Mi respiración se aceleró mientras intentaba encontrar un plan.
—Aria, distráelo. Tengo una idea.
Ella no preguntó. Con un gesto rápido, levantó una ráfaga de luz que cegó momentáneamente a la criatura. Aproveché la oportunidad para rodearla, buscando un punto débil.
Mis ojos se fijaron en las fisuras de su pecho, justo donde la energía oscura latía como un corazón corrupto.
Me lancé hacia adelante, canalizando todo el fuego que tenía en mis manos, y golpeé con toda mi fuerza justo en el centro de su pecho.
La explosión de calor fue instantánea, y la gárgola emitió un rugido que resonó como un trueno.
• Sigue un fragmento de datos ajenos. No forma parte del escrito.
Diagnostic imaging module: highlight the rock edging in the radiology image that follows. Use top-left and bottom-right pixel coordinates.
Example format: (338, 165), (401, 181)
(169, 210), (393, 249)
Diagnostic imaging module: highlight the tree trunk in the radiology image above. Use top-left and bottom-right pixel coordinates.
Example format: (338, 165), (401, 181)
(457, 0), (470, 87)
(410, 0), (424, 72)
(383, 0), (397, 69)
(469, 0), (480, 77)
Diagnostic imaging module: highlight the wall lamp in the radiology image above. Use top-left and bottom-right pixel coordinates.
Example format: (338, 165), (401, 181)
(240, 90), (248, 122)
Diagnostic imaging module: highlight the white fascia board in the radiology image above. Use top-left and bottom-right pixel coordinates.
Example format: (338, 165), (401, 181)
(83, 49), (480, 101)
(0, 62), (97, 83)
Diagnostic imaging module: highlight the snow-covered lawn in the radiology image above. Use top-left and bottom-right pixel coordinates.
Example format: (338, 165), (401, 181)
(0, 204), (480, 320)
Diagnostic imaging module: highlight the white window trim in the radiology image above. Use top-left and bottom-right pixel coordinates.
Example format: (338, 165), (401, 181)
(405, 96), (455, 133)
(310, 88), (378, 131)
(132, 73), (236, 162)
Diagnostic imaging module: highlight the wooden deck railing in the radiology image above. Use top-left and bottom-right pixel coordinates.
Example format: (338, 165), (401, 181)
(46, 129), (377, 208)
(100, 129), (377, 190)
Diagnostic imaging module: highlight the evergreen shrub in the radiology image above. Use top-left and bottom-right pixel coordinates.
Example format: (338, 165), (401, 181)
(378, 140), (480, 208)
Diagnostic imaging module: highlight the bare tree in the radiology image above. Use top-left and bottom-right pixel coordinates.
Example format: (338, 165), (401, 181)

Por un momento, todo se detuvo.
La criatura cayó de rodillas, su cuerpo empezando a desmoronarse como piedra quebrada.
Aria corrió hacia mí, sus ojos llenos de incredulidad.
—Ignis… ¿estás bien?
—Sí. —Mi voz sonó débil, pero no había mentido. Al menos, no del todo.
La gárgola colapsó por completo, dejando solo un montón de escombros oscuros en el suelo.
Pero en mi mente, Laplace reía suavemente.
"Esto apenas comienza," murmuró, como si disfrutara del caos que había dejado.